Ma dicevamo degli anni ’70? Non è una sensazione bensì una dichiarazione d’intenti che prende forma nella cover di “Rock On” di David Essex (ve lo devo dire io che è la migliore rivisitazione che troverete in giro? Mica vorrete dirmi che preferite quella dei Blondie o dei Def Leppard, su) cantata, per l’occasione, dal chitarrista degli U.S. Maple Todd Rittmann, e se non è un dream team questo non so come altro potremmo definirlo. C’è tutta un’anima kraut in questo disco e si palesa in svariate occasioni e forme, ad esempio nell’acido ascendente di “Gesceap”, che fonde un basso sferragliante a synth all’LSD, synthetismi che tornano spesso come nell’allucinante title-track, dallo strepitoso incipit happy-prog (neologismi a caso), o ancora nella devastazione elettronica di “Ox Duke” che si apre a soluzioni di morbido pop seventies (tutto torna) che starebbe comodo comodo su un film di Truffaut (vi sfido a dire il contrario) così come nella calma in bianco e nero di “Tesseract” (che invece piazzo su un polizziottesco a piacimento). Stramazzo al suolo quando parte “Hot Coffee” che pare prendere i Parliament (o gli Sly and the Family Stone) per immergerli in un disastro elettrico senza pari, e la stessa cosa accade con “Gopher Island” figlia bastarda di Devo e Zappa mentre “Yonder Blue” è un viaggio caldo e vellutato negli anni ’60 (i suoni di questo pezzo signori..i suoni..), con la voce di Georgia Hubley degli Yo La Tengo a guidarci.

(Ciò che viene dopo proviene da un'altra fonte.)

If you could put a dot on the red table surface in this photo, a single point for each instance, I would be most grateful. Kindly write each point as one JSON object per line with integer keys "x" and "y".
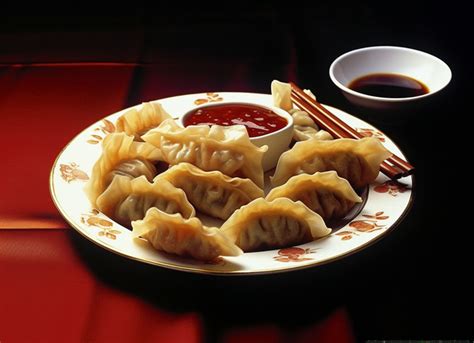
{"x": 47, "y": 294}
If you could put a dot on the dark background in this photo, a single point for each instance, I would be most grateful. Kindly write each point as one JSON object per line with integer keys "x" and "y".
{"x": 413, "y": 283}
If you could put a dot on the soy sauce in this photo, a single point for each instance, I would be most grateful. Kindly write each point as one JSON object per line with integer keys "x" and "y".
{"x": 388, "y": 86}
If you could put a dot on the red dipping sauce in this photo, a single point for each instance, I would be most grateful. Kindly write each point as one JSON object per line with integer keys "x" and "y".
{"x": 257, "y": 120}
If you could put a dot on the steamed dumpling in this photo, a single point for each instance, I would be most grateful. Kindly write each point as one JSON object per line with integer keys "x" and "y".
{"x": 184, "y": 237}
{"x": 325, "y": 193}
{"x": 212, "y": 193}
{"x": 273, "y": 224}
{"x": 303, "y": 126}
{"x": 136, "y": 122}
{"x": 121, "y": 156}
{"x": 358, "y": 161}
{"x": 281, "y": 94}
{"x": 128, "y": 199}
{"x": 224, "y": 148}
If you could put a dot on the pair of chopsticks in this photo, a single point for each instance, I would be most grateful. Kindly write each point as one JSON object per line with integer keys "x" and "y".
{"x": 394, "y": 167}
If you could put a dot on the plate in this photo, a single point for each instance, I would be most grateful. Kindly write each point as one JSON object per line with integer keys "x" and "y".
{"x": 386, "y": 203}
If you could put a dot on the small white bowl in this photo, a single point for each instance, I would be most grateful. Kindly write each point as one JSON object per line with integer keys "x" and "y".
{"x": 428, "y": 69}
{"x": 277, "y": 141}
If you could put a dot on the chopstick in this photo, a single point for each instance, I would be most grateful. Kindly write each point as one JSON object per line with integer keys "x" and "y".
{"x": 394, "y": 167}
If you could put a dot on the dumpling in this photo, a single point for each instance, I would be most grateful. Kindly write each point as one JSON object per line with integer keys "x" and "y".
{"x": 305, "y": 128}
{"x": 136, "y": 122}
{"x": 121, "y": 156}
{"x": 128, "y": 199}
{"x": 273, "y": 224}
{"x": 212, "y": 193}
{"x": 325, "y": 193}
{"x": 224, "y": 148}
{"x": 281, "y": 94}
{"x": 358, "y": 161}
{"x": 185, "y": 237}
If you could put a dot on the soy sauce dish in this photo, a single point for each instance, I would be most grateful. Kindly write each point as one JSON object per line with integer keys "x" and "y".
{"x": 266, "y": 125}
{"x": 389, "y": 77}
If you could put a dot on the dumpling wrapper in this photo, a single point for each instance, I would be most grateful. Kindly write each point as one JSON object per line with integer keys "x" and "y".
{"x": 128, "y": 199}
{"x": 121, "y": 156}
{"x": 323, "y": 192}
{"x": 136, "y": 122}
{"x": 184, "y": 237}
{"x": 224, "y": 148}
{"x": 212, "y": 192}
{"x": 280, "y": 223}
{"x": 358, "y": 161}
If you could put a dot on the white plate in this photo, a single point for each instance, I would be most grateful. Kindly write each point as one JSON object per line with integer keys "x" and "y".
{"x": 386, "y": 204}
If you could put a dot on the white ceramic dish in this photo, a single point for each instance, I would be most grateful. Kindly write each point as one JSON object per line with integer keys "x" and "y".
{"x": 277, "y": 142}
{"x": 386, "y": 203}
{"x": 428, "y": 69}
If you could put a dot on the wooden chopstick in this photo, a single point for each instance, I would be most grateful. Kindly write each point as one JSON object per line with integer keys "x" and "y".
{"x": 338, "y": 128}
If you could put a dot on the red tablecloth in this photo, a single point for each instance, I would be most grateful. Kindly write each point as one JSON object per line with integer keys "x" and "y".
{"x": 46, "y": 292}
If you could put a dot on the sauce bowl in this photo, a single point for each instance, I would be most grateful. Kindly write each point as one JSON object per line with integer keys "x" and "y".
{"x": 426, "y": 68}
{"x": 277, "y": 141}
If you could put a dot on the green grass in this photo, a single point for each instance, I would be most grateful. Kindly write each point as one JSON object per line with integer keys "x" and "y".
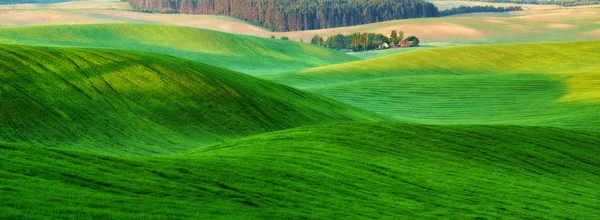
{"x": 247, "y": 54}
{"x": 141, "y": 103}
{"x": 347, "y": 171}
{"x": 542, "y": 84}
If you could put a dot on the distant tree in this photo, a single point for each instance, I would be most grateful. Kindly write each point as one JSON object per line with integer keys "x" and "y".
{"x": 400, "y": 36}
{"x": 394, "y": 38}
{"x": 294, "y": 15}
{"x": 415, "y": 41}
{"x": 317, "y": 40}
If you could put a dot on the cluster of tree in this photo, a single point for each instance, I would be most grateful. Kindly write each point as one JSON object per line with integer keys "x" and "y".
{"x": 32, "y": 1}
{"x": 363, "y": 41}
{"x": 294, "y": 15}
{"x": 472, "y": 9}
{"x": 566, "y": 3}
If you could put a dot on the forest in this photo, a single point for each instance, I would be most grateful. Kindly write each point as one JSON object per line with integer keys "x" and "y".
{"x": 473, "y": 9}
{"x": 566, "y": 3}
{"x": 362, "y": 41}
{"x": 295, "y": 15}
{"x": 32, "y": 1}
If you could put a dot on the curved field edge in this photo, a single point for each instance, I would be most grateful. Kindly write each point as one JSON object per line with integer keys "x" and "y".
{"x": 354, "y": 170}
{"x": 115, "y": 101}
{"x": 541, "y": 84}
{"x": 252, "y": 55}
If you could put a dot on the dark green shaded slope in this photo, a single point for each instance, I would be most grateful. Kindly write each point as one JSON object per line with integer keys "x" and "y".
{"x": 131, "y": 102}
{"x": 243, "y": 53}
{"x": 349, "y": 171}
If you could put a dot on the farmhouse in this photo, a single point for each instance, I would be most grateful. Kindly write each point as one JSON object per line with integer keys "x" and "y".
{"x": 383, "y": 45}
{"x": 405, "y": 43}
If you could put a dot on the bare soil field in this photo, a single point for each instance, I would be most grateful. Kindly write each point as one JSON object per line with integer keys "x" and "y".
{"x": 523, "y": 26}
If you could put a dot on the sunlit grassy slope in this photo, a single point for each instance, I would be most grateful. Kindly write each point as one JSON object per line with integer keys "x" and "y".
{"x": 140, "y": 103}
{"x": 348, "y": 171}
{"x": 237, "y": 52}
{"x": 556, "y": 84}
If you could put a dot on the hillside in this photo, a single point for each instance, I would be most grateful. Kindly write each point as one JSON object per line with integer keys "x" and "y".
{"x": 527, "y": 26}
{"x": 351, "y": 171}
{"x": 236, "y": 52}
{"x": 545, "y": 84}
{"x": 128, "y": 102}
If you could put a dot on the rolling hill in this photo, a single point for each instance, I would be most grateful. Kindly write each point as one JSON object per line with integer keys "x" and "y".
{"x": 243, "y": 53}
{"x": 542, "y": 84}
{"x": 580, "y": 23}
{"x": 128, "y": 102}
{"x": 350, "y": 171}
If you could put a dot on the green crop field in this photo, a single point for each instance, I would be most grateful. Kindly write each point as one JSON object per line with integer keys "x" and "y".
{"x": 134, "y": 103}
{"x": 543, "y": 84}
{"x": 251, "y": 55}
{"x": 122, "y": 115}
{"x": 338, "y": 171}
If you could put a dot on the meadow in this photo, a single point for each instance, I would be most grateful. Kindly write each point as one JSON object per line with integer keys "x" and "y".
{"x": 564, "y": 24}
{"x": 129, "y": 102}
{"x": 248, "y": 54}
{"x": 541, "y": 84}
{"x": 336, "y": 171}
{"x": 127, "y": 116}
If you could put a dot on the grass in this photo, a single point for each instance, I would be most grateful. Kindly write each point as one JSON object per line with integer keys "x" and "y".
{"x": 128, "y": 102}
{"x": 357, "y": 171}
{"x": 541, "y": 84}
{"x": 237, "y": 52}
{"x": 526, "y": 26}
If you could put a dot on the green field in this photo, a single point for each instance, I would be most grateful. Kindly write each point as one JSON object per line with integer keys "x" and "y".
{"x": 141, "y": 103}
{"x": 338, "y": 171}
{"x": 247, "y": 54}
{"x": 153, "y": 121}
{"x": 542, "y": 84}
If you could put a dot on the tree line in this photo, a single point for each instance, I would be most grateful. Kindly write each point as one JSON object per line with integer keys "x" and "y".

L’oscurità dei precedenti lavori non è scomparsa ma ha finito col diluirsi in un mare altro, e lo dimostra la conclusiva “At Odds With Logic” le cui textures chitarristiche si affacciano ad un baratro vacuo che trova sbocco nel ritmo e in una soluzione diversa dell’essere “post”, e se del jazz c’è ancora sentore è più Eric Dolphy che Ornette Coleman, chi ha orecchie per intendere intenda.

Ebbene siamo alle soglie del capolavoro, e, come già accaduto con “Rave Tapes” dei Mogwai, ad un sonoro e sincero calcio in culo alle “tradizioni” di genere, all’infischiarsene di come reagirà il pubblico post aprendo più possibilità che mai verso un’idea diversa di rock, come accadde negli anni ’90. Ben venga il futuro.